Temporal dispersion is an attempt to balance a business' risk by spreading critical hardware assets over a greater physical distance than heretofore thought necessary. The corollary is to spread our best and brightest to these different locations and put them on duty 24-7. So if the IT hits the fan, some of the experts will still be around to reconstitute mission-critical systems. This is a smart and long overdue move.
Consider what we lackadaisically have assembled in the last couple of decades:
- Huge data centres in high-rise buildings that were built for beauty and bragging rights, not physical security.
- Back-up data centres in the same buildings.
- Data centres on the ground floor or beneath ground and, often, the water line.
- Reliance on public communications lines for backup, redundancy and business continuity.
- Secondary power sources designed to work but are rarely tested.
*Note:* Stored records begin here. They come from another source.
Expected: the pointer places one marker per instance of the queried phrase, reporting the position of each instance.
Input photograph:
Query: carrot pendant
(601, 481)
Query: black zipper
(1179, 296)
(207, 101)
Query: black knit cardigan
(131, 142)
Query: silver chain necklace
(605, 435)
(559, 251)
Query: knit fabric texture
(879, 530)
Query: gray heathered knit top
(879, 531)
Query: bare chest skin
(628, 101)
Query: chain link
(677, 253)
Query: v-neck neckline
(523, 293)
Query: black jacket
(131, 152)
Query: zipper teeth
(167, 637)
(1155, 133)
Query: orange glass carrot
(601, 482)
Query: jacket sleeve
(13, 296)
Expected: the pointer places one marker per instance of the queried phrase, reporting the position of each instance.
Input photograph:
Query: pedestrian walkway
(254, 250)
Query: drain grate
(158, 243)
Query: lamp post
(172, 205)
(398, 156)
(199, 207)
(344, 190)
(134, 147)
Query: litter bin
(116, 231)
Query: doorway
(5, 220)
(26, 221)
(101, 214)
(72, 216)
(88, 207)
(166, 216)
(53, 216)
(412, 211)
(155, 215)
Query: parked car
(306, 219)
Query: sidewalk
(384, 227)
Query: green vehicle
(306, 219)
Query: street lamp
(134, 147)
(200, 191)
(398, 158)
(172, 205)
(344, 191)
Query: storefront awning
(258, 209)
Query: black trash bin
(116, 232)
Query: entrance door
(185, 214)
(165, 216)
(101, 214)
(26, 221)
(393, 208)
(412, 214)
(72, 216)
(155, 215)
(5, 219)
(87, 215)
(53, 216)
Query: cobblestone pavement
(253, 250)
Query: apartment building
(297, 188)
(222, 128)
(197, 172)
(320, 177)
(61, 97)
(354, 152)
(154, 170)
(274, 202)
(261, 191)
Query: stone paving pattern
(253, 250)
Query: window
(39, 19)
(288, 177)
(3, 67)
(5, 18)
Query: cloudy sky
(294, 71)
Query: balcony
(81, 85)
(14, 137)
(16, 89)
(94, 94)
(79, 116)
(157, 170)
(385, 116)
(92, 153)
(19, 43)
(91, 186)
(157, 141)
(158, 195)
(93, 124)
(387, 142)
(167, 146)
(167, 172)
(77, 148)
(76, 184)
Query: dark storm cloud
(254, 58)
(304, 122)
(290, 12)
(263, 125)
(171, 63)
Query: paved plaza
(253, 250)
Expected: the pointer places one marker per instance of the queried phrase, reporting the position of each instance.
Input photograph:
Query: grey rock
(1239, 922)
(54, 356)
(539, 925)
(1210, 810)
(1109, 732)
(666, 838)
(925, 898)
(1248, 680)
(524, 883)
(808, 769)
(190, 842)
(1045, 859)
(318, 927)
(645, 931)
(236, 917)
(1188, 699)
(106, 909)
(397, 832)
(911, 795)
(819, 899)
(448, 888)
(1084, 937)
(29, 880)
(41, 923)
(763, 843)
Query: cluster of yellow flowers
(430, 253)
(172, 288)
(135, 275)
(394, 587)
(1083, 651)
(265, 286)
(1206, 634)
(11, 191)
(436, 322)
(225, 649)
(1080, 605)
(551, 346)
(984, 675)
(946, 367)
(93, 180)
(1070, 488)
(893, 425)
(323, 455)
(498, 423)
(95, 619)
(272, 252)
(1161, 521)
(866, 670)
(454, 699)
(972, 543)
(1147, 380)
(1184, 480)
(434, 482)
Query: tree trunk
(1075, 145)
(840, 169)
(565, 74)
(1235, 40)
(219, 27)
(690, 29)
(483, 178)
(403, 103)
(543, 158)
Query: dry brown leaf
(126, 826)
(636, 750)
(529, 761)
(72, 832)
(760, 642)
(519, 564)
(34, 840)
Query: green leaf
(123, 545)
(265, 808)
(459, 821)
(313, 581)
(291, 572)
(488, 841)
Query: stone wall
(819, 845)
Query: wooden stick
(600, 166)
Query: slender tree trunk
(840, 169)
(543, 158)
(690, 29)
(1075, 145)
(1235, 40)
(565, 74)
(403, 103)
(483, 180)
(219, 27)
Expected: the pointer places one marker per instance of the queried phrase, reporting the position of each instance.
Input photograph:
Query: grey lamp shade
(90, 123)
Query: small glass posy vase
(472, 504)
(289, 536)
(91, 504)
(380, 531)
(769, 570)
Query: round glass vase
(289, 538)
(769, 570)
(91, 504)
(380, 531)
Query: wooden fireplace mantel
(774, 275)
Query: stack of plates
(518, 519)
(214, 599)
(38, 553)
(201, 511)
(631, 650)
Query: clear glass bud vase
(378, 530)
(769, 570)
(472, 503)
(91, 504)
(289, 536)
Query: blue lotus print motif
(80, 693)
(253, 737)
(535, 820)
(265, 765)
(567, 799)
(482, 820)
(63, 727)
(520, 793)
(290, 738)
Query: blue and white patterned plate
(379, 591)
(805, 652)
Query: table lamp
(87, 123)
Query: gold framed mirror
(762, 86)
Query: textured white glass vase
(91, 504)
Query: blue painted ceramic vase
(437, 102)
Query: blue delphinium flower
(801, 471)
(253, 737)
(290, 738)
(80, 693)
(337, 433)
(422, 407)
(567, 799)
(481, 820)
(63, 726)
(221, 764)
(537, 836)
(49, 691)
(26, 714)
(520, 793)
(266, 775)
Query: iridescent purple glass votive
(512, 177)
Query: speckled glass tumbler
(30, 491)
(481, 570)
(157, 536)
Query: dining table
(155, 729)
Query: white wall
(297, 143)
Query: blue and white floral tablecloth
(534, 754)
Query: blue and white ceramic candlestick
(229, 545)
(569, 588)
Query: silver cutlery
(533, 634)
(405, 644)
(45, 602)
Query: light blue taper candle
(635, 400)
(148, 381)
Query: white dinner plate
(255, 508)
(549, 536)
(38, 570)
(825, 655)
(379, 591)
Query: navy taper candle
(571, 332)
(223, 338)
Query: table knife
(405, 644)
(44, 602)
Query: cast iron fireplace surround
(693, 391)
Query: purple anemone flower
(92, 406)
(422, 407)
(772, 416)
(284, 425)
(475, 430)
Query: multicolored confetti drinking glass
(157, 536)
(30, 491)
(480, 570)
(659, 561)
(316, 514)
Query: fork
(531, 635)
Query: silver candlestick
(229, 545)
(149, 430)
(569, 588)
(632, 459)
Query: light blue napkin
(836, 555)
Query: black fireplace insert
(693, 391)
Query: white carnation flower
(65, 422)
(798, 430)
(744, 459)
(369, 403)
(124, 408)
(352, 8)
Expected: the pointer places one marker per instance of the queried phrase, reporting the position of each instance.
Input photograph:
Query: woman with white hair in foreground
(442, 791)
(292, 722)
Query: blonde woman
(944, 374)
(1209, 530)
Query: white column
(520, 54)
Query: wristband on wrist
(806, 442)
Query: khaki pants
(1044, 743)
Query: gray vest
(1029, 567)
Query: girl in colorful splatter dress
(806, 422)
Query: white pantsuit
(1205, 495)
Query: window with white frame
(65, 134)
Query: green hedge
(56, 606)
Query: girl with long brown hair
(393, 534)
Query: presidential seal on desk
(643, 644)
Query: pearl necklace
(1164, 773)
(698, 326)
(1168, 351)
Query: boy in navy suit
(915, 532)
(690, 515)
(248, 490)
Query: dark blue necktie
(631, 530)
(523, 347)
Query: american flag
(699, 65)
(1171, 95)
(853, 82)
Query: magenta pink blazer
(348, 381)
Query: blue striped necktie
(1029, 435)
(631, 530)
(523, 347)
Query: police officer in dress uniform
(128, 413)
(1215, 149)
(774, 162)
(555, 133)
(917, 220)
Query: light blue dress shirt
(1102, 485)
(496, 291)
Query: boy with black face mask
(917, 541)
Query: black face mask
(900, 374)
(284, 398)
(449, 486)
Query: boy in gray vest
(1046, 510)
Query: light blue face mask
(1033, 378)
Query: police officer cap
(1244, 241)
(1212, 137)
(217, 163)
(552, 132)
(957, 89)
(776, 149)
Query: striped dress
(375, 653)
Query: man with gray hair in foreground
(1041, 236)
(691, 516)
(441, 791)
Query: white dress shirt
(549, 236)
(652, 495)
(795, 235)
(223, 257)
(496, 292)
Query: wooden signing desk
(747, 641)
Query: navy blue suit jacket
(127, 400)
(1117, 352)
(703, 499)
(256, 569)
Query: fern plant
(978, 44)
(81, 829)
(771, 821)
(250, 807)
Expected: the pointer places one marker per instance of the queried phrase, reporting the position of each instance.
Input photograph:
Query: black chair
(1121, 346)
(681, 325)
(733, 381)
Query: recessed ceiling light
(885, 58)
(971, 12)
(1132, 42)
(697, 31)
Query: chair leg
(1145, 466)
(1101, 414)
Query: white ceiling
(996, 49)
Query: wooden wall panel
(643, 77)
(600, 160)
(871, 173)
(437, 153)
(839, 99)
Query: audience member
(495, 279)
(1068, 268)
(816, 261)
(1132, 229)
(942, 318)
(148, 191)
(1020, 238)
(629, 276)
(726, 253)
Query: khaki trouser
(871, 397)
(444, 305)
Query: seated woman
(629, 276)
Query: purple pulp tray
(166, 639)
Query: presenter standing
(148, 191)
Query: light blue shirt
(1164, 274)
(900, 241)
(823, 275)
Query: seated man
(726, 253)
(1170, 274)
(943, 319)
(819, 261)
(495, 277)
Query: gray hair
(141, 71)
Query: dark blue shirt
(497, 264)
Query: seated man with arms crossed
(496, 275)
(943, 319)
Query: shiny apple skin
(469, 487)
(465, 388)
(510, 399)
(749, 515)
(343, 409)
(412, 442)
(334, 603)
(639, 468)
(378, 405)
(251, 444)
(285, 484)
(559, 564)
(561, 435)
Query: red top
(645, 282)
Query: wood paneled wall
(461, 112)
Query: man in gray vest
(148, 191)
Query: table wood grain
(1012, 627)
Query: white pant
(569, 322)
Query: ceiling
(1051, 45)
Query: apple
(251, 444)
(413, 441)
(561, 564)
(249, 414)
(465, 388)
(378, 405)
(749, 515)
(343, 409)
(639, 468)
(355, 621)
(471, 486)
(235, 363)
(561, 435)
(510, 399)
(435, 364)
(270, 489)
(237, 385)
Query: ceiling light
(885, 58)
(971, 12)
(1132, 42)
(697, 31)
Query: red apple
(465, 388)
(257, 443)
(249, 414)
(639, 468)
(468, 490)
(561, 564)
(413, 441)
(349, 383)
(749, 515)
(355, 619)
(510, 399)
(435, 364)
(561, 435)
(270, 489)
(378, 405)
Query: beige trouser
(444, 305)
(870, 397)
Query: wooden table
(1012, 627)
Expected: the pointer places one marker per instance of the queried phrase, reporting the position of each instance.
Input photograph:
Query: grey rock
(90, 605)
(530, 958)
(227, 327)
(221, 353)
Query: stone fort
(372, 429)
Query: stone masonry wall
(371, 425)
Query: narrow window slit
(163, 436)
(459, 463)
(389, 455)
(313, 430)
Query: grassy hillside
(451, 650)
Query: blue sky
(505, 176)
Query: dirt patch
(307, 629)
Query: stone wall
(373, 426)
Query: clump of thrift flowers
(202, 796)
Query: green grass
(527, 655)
So along comes temporal dispersion, which, depending on to whom you speak, yields a variety of interpretations. Because we don't know when or how attacks might occur, we need to consider several added variables we might not have a year ago. A systemic network failure because of an attack can have farther-reaching consequences than previously thought. We know collocation of critical infrastructures is a recipe for disaster, but many companies do little about it.
A physical attack is more likely than in the past and the effects of collateral damage on nearby critical infrastructure can be just as debilitating. Large metropolitan areas share common utilities, even across spans of 10, 20 or 50 miles.
Perhaps the scariest aspect is that we also concentrate our people, our best and brightest, in single locations at the same time. Think about your own shop: How many of your top technicians work the day shift? What percentage of your techs work second or third shift? Are they your best, or are they the second string? How many of your primary technical staff members work in the same physical location?
In the early post-Cold War days, some firms found it enticing to put their contingency resources into hardened missile silos from Nebraska to Montana. Today, talk is of using the long-forgotten "home bases" of Minuteman missiles because of their proximity to critical East Coast assets. West Virginia is a popular alternative data centre site, in part because of the lobbying efforts of US Senator Robert Byrd and in part because the cost of living is appreciably lower than in nearby Washington.
Moving techs and support staff to lower-cost areas or offering commuting bonuses is one reasonable approach to temporal dispersion efforts. But what about management? Do they temporally disperse, too? Or is it business as usual, with the same daily concentration of top brass in single facilities, convenient to them, their homes and their current lifestyles? If the techs are all there and the management is all gone, who is going to run the show? The national security term is continuity of government. Organisations should take the same view of their own survival and continuity.
Part of the new reality we are facing is that high-tech network defence intrinsically means physical defence of fixed assets, physical dispersion of certain others, including contingency, awareness of the strengths and weaknesses of supporting critical infrastructures, and the temporal dispersion of people to keep it all working.
This might not be what we all signed up for. But there are much worse things in life than living in the country, working in a hardened and safe silo and cutting personal expenses by one-third. Much worse.
Schwartau is president of Interpact, a security awareness consulting firm, and author of several books, including the recent Pearl Harbor Dot Com.